We are 95% confident that the true proportion of US residents who think marijuana should be legal is between 45% and 51%.
c) Fewer than 10% of the population were sampled. We don’t how people were sampled. If it was a simple random sampling, then we can assume that the observations are independent. There are at least 10 people who supported legalization and 10 people who opposed so the success failure condition is met. The sample size is large so we do not need to be very concerned with skew. We can assume that the normal model is a good approximation.
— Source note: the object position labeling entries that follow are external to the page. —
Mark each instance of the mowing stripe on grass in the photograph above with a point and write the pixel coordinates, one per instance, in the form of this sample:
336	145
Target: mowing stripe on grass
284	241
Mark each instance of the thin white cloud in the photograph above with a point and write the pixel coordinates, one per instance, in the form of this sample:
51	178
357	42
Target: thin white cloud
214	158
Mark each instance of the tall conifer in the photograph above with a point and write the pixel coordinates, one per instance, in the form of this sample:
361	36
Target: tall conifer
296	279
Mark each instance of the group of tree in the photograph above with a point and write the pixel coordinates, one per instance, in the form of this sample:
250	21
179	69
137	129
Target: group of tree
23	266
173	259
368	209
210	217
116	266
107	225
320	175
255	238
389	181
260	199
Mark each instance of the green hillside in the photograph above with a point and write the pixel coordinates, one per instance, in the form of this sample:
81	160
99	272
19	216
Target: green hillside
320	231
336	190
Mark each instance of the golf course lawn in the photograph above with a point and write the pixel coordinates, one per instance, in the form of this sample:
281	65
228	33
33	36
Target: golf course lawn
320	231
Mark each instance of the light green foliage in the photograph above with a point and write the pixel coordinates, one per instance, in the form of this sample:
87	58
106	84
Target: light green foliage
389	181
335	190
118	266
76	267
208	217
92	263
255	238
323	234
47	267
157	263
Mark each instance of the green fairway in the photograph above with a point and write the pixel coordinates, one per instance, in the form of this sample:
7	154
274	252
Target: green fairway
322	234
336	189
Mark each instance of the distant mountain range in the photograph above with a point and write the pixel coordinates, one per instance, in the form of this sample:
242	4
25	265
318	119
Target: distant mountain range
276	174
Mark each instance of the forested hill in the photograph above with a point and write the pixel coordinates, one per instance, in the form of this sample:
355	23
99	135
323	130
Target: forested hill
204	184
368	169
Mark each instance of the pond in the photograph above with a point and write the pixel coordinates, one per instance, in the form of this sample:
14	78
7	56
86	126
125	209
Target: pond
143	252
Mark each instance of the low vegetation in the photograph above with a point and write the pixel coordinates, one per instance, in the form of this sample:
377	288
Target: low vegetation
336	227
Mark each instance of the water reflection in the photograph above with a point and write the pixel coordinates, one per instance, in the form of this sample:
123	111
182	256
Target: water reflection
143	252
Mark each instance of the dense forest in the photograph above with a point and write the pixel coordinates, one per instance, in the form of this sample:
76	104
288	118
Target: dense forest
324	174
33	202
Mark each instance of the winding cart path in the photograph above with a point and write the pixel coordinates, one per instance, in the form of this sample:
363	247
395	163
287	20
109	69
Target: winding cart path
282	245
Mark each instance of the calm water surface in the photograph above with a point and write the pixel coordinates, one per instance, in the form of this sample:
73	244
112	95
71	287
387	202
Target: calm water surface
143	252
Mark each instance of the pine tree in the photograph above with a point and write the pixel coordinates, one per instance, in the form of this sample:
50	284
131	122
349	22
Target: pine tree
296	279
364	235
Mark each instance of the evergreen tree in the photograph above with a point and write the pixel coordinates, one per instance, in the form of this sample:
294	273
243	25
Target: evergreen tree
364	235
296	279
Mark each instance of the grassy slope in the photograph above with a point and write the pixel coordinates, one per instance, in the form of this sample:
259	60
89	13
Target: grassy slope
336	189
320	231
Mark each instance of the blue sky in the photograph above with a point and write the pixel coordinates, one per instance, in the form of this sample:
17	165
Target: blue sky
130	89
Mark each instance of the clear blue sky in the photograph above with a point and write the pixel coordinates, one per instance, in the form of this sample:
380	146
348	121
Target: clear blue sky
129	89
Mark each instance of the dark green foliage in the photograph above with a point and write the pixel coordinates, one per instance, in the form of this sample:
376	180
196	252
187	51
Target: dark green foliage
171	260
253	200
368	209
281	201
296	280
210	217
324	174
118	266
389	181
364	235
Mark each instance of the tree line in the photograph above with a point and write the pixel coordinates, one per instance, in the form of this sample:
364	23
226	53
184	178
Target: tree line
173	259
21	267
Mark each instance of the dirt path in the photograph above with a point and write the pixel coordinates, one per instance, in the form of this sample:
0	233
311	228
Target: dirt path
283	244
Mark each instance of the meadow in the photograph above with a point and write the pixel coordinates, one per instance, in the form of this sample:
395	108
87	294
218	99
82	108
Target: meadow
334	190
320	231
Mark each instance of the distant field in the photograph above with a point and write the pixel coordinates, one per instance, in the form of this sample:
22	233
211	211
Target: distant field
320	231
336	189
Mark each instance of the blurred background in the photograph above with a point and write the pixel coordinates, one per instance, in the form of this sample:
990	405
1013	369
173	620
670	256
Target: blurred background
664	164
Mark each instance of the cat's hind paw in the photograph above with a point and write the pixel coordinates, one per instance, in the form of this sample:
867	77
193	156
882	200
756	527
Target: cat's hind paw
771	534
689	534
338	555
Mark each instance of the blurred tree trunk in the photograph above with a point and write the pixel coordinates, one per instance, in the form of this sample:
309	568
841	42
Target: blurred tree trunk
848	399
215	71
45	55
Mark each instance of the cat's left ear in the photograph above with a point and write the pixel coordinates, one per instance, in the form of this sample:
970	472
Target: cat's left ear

d) We cannot assume that the majority of Americans think marijuana should be legalized. We cannot assume this because the lower end of the 95% confidence interval is below 50%.
6.20) margin of error = 0.02
.02 = z* SE
z = 1.96
SE = \(\sqrt{p(1-p)/n}\)
n = 2397.2 You would need to sample 2398 people. (I rounded up since we are sampling people.)
6.28) \(p_{oregon} - p_{california}\) = 0.088- 0.080 = .008
SE = \(\sqrt{p1(1-p1)/n + p2(1-p2)/n}\)
SE = \(\sqrt{.088(1-.088)/4691 + .08(1-.08)/11545}\)
SE <- sqrt(.088*(1-.088)/4691 + .08*(1-.08)/11545)The confidence interval is (-0.0014981, 0.0174981)
We are 95% confident that the proportion of Oregonians who are sleep deprived is .15% lower to 1.7% higher than Californians who are sleep deprived.
6.44) a) Ho: Barking deer forage in every habitat equally.
HA: Barking deer prefer to forage in some habitats.
b) We can perform a Chi Squared test.
c) Check for independence: Each case contributes a count that is independent of the other cases. Each cell count must have at least 5 cases. It fails this test.
d) Expected number of deer foraging in
woods = 20.4
grass = 62.6
forest = 168.7
other = 174.2
df = 3
chisqr <- (20.4-4)^2/20.4 + (62.6-16)^2/62.6 + (168.7-67)^2/168.7 + (174.2-345)^2/174.2
chisqr## [1] 276.6495p < .01
We reject the null hypothesis. The data provides evidence that barking deer prefer some habitats over others. However because the distribution was small with fewer than 5 samples for the woods, I have some reservations about this conclusion.
6.48) a) Chi Square Test for Independence in 2 way tables
b) Ho: There is no association between a woman having depression and the amount of coffee she drinks.
HA: There is an association between a woman having depression and the amount of coffee she drinks.
c) proportion of women who suffer from depression = 2607/50739 = 0.051
proportion of women who do not suffer from depression = 48132/50739 = 0.949
d) 0.051 x 6617 = 337.5
e) df = (1)(4) = 4
p < 0.001
f) Since p is less than 0.05, we reject the null hypothesis. There is an association between a woman having depression and the amount of coffee she drinks.
g) I do not agree with the statement. This was an observational study and not an experiment, so we cannot make a conclusion about causation from the study. Just because an association is observed, that does not mean that there is causation between the amount of coffee drunk and depression in women.